Cybersecurity Best Practices: How Water Labs Can Protect Themselves
As ransomware attacks threaten computers and operations across the world, water sector officials are looking for ways to support and strengthen their cybersecurity systems. In fact, the U.S. Department of Homeland Security and the Federal Bureau of Investigation found that the Russian government is targeting the water sector and other infrastructure sectors for security attacks.
In a June 2021 Water Sector Security Coordinating Council survey, 41.25% of respondents said they needed more threat information. Of those 606 survey responses, 26.72% admitted that they perform cybersecurity risk assessments less than once per year.
By following certain best practices, you can significantly improve your system defenses against security attacks.
Areas of Security to Consider
The first step to better cyber protection is knowing the specific areas in which your data and systems could be breached. Make sure to do the following:
- Keep an inventory of control system devices and ensure this equipment is protected from networks outside the utility. Never allow a machine on the control network to "speak" directly to a machine on the business network or the internet.
- Allocate IT assets, data, and personnel into groups and apply firewalls to them.
- Confirm that you have a secure method, like a virtual private network, if remote access is used.
- Use strong passwords, and set different passwords for different accounts.

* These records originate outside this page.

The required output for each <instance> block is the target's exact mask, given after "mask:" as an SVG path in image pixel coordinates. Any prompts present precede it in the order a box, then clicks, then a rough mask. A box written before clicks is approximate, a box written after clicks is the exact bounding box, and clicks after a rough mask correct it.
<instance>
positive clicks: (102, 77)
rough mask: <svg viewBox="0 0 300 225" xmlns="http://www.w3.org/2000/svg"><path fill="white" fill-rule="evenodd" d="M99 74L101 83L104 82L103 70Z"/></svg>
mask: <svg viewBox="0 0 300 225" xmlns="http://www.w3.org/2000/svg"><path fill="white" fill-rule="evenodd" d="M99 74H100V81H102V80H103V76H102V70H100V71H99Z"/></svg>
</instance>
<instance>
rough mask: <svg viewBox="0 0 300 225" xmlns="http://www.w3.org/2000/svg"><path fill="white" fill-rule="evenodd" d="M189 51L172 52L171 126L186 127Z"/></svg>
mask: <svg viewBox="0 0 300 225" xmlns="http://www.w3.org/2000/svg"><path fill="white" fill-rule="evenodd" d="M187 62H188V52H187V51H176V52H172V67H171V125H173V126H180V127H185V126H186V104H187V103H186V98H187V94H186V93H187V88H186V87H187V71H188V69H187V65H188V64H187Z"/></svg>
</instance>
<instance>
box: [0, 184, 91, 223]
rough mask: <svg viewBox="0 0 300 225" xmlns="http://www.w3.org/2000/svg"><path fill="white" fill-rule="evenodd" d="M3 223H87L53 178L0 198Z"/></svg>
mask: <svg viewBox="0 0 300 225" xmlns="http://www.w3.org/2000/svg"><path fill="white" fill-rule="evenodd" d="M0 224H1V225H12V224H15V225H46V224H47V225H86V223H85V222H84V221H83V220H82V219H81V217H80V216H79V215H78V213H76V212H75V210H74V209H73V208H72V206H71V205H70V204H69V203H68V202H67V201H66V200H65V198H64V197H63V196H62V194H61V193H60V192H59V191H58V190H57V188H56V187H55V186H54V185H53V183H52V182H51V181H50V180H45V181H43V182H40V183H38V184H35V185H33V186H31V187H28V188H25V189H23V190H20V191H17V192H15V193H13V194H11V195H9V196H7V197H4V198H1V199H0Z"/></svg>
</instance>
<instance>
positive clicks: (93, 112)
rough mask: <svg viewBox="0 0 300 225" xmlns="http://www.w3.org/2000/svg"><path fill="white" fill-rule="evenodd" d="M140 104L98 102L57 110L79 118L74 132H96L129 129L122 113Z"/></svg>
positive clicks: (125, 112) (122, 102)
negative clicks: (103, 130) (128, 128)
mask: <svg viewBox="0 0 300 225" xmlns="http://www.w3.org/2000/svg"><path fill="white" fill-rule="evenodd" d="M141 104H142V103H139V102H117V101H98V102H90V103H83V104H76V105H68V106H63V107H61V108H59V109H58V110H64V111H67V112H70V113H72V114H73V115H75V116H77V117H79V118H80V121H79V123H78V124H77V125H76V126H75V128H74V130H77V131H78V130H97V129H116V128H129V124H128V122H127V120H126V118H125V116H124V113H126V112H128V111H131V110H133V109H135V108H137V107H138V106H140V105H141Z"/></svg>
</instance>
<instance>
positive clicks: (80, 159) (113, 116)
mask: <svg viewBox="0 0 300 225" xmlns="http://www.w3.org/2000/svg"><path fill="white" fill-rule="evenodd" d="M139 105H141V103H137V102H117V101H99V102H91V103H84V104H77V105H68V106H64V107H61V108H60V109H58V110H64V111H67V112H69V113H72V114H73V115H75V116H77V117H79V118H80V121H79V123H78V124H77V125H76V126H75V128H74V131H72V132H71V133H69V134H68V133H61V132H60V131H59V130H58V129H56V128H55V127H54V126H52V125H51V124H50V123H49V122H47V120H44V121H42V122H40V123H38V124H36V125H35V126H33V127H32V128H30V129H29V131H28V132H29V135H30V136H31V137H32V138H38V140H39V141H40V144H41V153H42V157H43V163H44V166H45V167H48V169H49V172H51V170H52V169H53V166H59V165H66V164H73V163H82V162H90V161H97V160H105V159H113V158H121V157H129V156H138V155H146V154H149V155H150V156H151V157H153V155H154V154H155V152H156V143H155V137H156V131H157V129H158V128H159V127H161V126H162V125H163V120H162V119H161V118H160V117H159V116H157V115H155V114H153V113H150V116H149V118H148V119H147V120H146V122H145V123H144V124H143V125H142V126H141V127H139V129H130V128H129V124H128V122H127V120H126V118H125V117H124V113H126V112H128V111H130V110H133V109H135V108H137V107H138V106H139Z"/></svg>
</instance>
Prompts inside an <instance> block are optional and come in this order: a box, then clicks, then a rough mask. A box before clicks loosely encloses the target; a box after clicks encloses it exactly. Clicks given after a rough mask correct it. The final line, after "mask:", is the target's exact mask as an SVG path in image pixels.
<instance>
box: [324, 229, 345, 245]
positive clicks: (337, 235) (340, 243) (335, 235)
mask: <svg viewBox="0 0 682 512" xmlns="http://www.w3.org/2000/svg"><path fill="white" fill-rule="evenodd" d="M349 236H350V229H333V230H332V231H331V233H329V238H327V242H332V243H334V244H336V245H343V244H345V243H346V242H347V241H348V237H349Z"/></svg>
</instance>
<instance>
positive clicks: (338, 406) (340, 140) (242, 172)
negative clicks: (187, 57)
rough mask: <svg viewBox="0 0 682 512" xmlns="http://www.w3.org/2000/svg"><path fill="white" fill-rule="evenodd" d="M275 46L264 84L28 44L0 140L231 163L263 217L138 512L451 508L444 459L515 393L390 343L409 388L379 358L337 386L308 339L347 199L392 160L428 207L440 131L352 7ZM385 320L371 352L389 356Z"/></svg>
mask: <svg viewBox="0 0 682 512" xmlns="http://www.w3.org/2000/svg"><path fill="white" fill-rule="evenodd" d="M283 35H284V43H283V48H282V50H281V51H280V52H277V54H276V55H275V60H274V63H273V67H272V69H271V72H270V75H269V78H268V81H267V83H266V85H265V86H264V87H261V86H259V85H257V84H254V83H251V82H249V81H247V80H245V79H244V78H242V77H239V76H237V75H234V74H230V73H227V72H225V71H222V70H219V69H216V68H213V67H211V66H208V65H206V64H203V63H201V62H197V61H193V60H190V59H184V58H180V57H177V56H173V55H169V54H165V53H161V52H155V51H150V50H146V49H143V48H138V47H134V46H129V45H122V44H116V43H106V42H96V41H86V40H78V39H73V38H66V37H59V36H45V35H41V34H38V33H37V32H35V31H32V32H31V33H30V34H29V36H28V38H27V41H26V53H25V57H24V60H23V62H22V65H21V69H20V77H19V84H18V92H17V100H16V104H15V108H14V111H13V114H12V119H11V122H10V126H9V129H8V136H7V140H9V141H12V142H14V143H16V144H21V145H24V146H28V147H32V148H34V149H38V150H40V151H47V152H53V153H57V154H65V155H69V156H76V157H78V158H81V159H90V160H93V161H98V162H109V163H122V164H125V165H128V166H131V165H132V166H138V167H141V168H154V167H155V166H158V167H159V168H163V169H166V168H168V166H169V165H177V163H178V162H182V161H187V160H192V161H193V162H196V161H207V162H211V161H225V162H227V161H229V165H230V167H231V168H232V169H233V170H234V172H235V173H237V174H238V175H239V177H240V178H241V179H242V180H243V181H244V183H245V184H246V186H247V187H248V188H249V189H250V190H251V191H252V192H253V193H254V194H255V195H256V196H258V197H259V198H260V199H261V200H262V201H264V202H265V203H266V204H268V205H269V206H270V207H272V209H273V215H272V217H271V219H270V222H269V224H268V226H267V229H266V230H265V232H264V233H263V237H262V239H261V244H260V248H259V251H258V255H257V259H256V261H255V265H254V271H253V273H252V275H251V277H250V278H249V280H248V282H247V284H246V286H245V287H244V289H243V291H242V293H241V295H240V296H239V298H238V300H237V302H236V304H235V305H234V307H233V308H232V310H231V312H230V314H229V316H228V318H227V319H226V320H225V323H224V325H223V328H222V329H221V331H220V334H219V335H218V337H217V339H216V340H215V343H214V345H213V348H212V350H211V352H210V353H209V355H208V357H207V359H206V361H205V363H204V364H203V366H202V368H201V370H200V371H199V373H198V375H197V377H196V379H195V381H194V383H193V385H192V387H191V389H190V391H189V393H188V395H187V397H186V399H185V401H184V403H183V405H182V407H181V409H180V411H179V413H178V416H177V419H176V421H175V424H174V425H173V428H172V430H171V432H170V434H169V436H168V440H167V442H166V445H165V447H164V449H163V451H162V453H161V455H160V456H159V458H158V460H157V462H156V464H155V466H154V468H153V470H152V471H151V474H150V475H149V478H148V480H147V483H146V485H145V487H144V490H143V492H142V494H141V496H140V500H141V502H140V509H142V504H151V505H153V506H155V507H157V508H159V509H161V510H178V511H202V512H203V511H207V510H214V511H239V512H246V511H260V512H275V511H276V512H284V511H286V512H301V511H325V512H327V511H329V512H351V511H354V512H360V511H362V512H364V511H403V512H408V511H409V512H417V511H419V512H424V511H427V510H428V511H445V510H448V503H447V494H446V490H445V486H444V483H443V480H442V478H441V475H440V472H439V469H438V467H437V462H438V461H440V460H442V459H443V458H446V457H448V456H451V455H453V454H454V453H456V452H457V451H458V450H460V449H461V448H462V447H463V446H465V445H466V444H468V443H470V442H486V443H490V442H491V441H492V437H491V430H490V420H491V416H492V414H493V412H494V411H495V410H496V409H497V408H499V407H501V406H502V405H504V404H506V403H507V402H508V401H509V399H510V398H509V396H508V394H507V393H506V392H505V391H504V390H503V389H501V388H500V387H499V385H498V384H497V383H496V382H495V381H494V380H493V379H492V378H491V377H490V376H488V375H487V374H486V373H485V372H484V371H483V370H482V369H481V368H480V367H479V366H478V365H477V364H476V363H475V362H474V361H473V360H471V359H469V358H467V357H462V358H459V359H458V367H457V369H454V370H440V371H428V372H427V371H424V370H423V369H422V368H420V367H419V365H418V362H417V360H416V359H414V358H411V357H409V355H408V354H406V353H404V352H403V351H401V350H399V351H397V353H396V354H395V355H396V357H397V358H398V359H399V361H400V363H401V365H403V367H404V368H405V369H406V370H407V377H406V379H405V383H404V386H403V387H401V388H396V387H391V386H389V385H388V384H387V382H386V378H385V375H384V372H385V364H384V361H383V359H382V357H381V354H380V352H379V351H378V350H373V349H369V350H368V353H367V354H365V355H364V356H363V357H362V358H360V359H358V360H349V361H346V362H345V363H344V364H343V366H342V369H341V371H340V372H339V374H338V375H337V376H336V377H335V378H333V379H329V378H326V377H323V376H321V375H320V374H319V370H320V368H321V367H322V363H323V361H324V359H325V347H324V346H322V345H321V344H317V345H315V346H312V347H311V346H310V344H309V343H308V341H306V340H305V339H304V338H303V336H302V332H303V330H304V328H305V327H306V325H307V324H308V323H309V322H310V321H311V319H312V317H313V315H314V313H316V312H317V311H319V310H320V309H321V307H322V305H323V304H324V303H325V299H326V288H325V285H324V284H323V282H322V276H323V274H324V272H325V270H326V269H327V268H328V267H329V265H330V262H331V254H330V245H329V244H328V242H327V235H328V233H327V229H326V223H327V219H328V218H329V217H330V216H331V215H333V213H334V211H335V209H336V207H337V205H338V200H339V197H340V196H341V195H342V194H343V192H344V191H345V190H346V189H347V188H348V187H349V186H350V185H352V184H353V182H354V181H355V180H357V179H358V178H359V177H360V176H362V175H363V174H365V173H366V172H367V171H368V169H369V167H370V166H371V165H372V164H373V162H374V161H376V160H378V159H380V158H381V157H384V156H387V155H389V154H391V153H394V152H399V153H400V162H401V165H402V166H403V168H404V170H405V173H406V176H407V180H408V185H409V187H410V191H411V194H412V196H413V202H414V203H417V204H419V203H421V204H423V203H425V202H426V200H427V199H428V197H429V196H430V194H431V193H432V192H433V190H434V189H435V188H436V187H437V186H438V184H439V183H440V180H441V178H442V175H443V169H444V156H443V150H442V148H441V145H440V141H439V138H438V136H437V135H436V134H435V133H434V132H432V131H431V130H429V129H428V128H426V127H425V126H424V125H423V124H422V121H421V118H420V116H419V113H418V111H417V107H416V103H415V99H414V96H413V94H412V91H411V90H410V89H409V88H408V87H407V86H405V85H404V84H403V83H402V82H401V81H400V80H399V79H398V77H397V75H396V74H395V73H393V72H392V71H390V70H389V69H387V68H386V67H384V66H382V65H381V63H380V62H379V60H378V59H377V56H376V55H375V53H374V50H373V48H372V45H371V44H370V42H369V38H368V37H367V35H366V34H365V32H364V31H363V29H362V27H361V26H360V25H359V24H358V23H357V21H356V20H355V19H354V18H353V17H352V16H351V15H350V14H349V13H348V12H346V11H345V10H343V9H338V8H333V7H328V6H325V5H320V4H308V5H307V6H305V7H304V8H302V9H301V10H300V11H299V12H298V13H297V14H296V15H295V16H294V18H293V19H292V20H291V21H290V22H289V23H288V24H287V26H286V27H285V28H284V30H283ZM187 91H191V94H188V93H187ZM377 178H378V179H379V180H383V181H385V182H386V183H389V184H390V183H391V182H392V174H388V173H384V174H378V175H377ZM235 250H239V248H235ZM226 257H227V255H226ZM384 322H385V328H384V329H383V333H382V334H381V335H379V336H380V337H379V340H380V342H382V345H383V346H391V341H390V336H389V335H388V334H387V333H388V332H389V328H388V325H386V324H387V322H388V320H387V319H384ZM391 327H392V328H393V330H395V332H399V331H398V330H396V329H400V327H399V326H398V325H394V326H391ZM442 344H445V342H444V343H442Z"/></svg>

- Monitor for and apply IT system patches and updates.
- Enable rapid detection of a breach or vulnerability in your security technology and implement an incident response plan.
For more on these and other areas at stake, consult the Environmental Protection Agency (EPA)'s Water Sector Cybersecurity Brief for States.
Tips for Securing Your Water Lab
If you're worried about where to begin, start with a worksheet that lists steps to improve your water lab security.
The steps can look like this:
- Audit IT systems to locate vulnerabilities.
- Make a list of the top risks and how to address them.
- Verify that IT systems have current anti-virus and anti-malware software.
- Install security patches every month on all IT systems.
- Institute secure policies for mobile devices.
- Administer training for utility staff and contractors.
- Set up system redundancies to limit service outages.
- Develop an emergency recovery plan for vital IT systems.
To find additional information, consult the EPA's best practices for cybersecurity.
Responding to a Suspected Threat
If you suspect that a cyber incident has occurred at your water or wastewater utility, make sure to follow these steps:
- Detach compromised computers from the network. Leave systems in operation, and don't reboot.
- Assess the range of the breach and seclude all affected IT systems.
- Begin a service order with your anti-virus software or security service vendor.
- Evaluate any damage, including threats to treatment operations or service disruptions.
You should also involve regulatory and enforcement offices. Keep a list of emergency contacts, and do the following:
- Report the breach or incident to local law enforcement and the state.
- Reach out to the DHS Cybersecurity and Infrastructure Security Agency, which can assist you in improving security.
- Send an incident report through WaterISAC, the security network of the water and wastewater sector.
One of the most important actions you can take is to meet with your employees and contractors to thank them for their work in maintaining security. Focus on the protective strategies that will help you stay ahead of any problems and turn incidents into advancement opportunities. You can also add best practices to your annual goal-setting to align with your company's strategies and objectives.